Our report from ArtBasel 2014 starts from a fabulous Gerhard Richter at Fondation Beyeler
If the big power in the art system is the capability of placing the artwork always in its ideal environment, the current retrospective show dedicated to Gerhard Richter’s “pictures and series” at the Fondation Beyeler in Basel is the last evidence that the artist from Dresden is, nowadays, not only a very expensive dream for top collectors, but also someone who can make a dream come true.
Rarely the public will have the extraordinary occasion of seeing these “series” gathered together setting parallels between the two branches of Richter’s art practice, that is figurative and abstraction. And rarely the public will have the occasion of having them in such a perfect setting, side by side with masterpieces by artists who have deeply influenced Richter such as Claude Monet, Paul Klee and, of course, Pablo Picasso. Three key adjectives will be enough to understand in which way: horizontal, grey, colourful.

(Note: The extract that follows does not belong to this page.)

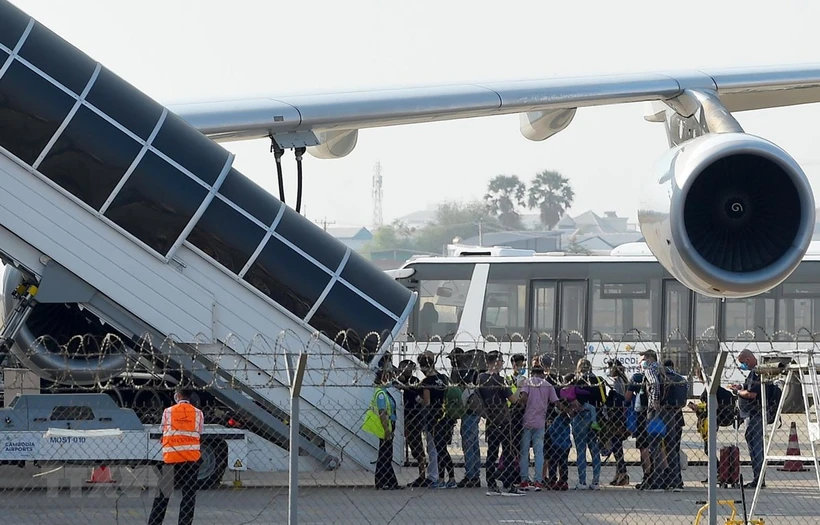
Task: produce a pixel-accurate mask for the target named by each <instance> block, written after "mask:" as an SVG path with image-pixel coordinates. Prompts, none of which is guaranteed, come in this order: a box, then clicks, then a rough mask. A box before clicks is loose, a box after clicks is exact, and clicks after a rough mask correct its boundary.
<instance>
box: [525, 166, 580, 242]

Of course the series dedicated to the Annunciation Tiziano painted for the Scuola Grande di San Rocco in Venice has particularly captured our attention. The five pieces are currently dispersed among various collections. Richter saw the painting live in 1973, on occasion of his exhibition at the German pavilion for the Venice Biennial. Then he stated: “I just wanted it for myself, for my apartment, so I decided to copy it, as far as I could. But I couldn’t even manage a semi-presentable copy. So then I painted five variations on the Annunciation that didn’t have much to do with Titian’s Annunciation but that I was quite happy with”. Is this the real meaning of the artis’ process of abstraction? Could a painted abstraction of something be just a way to posses it so to be “quite happy with”? So this is how things apparently go.